Terrestrial and aquatic mercury biogeochemical processes are integrated into the Soil and Water Assessment Tool (SWAT) to simulate the watershed scale Hg behaviors. The SWAT-Hg was successfully calibrated and validated with the data obtained from the Jang-Sung Dam (JSD) watershed. The largest Hg storage in the watershed was found in soil (93%), however, soil erosion was not the largest Hg source for the JSD reservoir due to the well-established forests.

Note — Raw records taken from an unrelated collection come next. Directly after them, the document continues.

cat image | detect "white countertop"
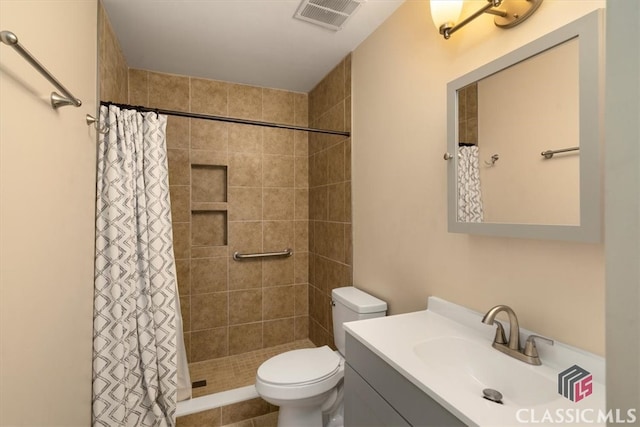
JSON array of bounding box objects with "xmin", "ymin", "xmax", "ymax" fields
[{"xmin": 344, "ymin": 297, "xmax": 607, "ymax": 427}]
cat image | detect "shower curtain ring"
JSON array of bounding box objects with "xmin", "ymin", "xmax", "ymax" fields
[{"xmin": 86, "ymin": 114, "xmax": 108, "ymax": 134}]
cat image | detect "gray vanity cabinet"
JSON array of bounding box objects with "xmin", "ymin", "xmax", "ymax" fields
[{"xmin": 345, "ymin": 333, "xmax": 465, "ymax": 427}]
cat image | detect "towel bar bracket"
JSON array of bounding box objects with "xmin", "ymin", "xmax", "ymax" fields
[{"xmin": 51, "ymin": 92, "xmax": 79, "ymax": 109}]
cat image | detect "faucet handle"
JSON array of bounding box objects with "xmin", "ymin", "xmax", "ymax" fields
[
  {"xmin": 523, "ymin": 335, "xmax": 554, "ymax": 358},
  {"xmin": 493, "ymin": 321, "xmax": 507, "ymax": 345}
]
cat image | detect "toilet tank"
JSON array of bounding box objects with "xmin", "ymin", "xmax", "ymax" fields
[{"xmin": 331, "ymin": 286, "xmax": 387, "ymax": 355}]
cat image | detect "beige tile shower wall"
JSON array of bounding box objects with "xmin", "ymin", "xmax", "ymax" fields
[
  {"xmin": 457, "ymin": 83, "xmax": 477, "ymax": 145},
  {"xmin": 308, "ymin": 55, "xmax": 353, "ymax": 348},
  {"xmin": 128, "ymin": 69, "xmax": 310, "ymax": 362},
  {"xmin": 98, "ymin": 1, "xmax": 128, "ymax": 104}
]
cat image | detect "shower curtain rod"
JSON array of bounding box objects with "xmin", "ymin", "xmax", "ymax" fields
[{"xmin": 99, "ymin": 101, "xmax": 350, "ymax": 137}]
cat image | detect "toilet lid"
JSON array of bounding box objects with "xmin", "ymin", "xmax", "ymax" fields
[{"xmin": 257, "ymin": 346, "xmax": 340, "ymax": 386}]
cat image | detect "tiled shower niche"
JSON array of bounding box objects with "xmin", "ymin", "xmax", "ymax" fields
[
  {"xmin": 192, "ymin": 165, "xmax": 227, "ymax": 203},
  {"xmin": 191, "ymin": 164, "xmax": 228, "ymax": 247},
  {"xmin": 191, "ymin": 211, "xmax": 227, "ymax": 247}
]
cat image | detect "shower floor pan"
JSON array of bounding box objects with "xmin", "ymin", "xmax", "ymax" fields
[{"xmin": 177, "ymin": 339, "xmax": 315, "ymax": 418}]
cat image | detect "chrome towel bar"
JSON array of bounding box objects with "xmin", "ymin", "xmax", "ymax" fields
[
  {"xmin": 0, "ymin": 30, "xmax": 82, "ymax": 109},
  {"xmin": 541, "ymin": 147, "xmax": 579, "ymax": 159},
  {"xmin": 233, "ymin": 248, "xmax": 292, "ymax": 261}
]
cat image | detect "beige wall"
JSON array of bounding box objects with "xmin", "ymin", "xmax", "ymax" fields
[
  {"xmin": 352, "ymin": 0, "xmax": 605, "ymax": 355},
  {"xmin": 308, "ymin": 56, "xmax": 353, "ymax": 348},
  {"xmin": 0, "ymin": 1, "xmax": 97, "ymax": 425},
  {"xmin": 127, "ymin": 69, "xmax": 310, "ymax": 363}
]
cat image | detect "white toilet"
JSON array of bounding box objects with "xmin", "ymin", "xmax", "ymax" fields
[{"xmin": 255, "ymin": 286, "xmax": 387, "ymax": 427}]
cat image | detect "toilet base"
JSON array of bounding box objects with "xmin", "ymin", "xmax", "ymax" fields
[
  {"xmin": 274, "ymin": 392, "xmax": 344, "ymax": 427},
  {"xmin": 277, "ymin": 405, "xmax": 323, "ymax": 427},
  {"xmin": 324, "ymin": 402, "xmax": 344, "ymax": 427}
]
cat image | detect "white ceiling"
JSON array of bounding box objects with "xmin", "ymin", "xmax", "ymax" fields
[{"xmin": 102, "ymin": 0, "xmax": 405, "ymax": 93}]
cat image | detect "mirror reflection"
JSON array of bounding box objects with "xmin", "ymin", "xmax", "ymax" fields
[{"xmin": 456, "ymin": 38, "xmax": 580, "ymax": 225}]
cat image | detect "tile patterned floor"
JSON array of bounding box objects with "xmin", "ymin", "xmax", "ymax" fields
[{"xmin": 189, "ymin": 339, "xmax": 316, "ymax": 398}]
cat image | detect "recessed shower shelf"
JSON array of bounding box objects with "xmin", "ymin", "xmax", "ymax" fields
[
  {"xmin": 191, "ymin": 210, "xmax": 227, "ymax": 247},
  {"xmin": 191, "ymin": 164, "xmax": 227, "ymax": 204},
  {"xmin": 192, "ymin": 202, "xmax": 228, "ymax": 212}
]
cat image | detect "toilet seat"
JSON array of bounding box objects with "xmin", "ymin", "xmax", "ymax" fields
[
  {"xmin": 258, "ymin": 346, "xmax": 340, "ymax": 386},
  {"xmin": 255, "ymin": 346, "xmax": 344, "ymax": 401}
]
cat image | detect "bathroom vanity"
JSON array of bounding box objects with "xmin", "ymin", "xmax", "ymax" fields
[{"xmin": 343, "ymin": 297, "xmax": 606, "ymax": 427}]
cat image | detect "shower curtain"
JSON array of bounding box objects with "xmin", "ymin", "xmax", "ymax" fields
[
  {"xmin": 457, "ymin": 145, "xmax": 484, "ymax": 222},
  {"xmin": 92, "ymin": 105, "xmax": 190, "ymax": 427}
]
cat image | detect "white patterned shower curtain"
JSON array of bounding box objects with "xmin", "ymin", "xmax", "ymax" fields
[
  {"xmin": 92, "ymin": 105, "xmax": 190, "ymax": 427},
  {"xmin": 457, "ymin": 145, "xmax": 484, "ymax": 222}
]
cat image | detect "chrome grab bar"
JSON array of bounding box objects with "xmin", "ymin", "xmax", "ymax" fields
[
  {"xmin": 541, "ymin": 147, "xmax": 579, "ymax": 159},
  {"xmin": 233, "ymin": 248, "xmax": 292, "ymax": 261},
  {"xmin": 0, "ymin": 30, "xmax": 82, "ymax": 109}
]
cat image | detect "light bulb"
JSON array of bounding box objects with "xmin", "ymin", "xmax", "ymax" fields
[{"xmin": 430, "ymin": 0, "xmax": 463, "ymax": 31}]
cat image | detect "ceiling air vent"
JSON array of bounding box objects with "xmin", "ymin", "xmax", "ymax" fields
[{"xmin": 294, "ymin": 0, "xmax": 366, "ymax": 31}]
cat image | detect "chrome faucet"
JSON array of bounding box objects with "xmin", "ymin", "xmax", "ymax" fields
[{"xmin": 481, "ymin": 304, "xmax": 553, "ymax": 365}]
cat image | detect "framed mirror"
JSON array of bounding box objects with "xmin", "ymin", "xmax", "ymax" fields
[{"xmin": 446, "ymin": 9, "xmax": 603, "ymax": 242}]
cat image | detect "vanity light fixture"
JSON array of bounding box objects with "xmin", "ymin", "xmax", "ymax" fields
[{"xmin": 431, "ymin": 0, "xmax": 543, "ymax": 40}]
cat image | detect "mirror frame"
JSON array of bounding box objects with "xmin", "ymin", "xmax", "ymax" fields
[{"xmin": 446, "ymin": 9, "xmax": 604, "ymax": 242}]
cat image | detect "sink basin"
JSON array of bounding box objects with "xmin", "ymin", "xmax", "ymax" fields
[{"xmin": 413, "ymin": 336, "xmax": 560, "ymax": 407}]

The model suggests the baseflow is the most dominant Hg loading to the waterbody, which accounts for 80.0% of the THg yields on the annual basis. The model simulation was projected to the year 2040 and showed that the Hg levels in various compartments of watershed have not reached to steady state, hence the Hg levels changed slowly over the decades even in status quo atmospheric Hg deposition.

陆生和水生汞生物地球化学过程已集成到土壤和水评估工具（SWAT）中，以模拟流域尺度的汞行为。利用从张成水坝（JSD）流域获得的数据，成功地对SWAT-Hg进行了校准和验证。流域中最大的Hg储量存在于土壤中（93％），但是，由于森林条件完善，土壤侵蚀并不是JSD水库的最大Hg源。该模型表明，基流是水体中最主要的Hg负载量，占每年THg产量的80.0％。该模型模拟预计在2040年进行，结果表明流域各个隔间的汞含量尚未达到稳定状态，因此即使在现状下，汞含量在过去的几十年中变化缓慢 大气中的汞沉积。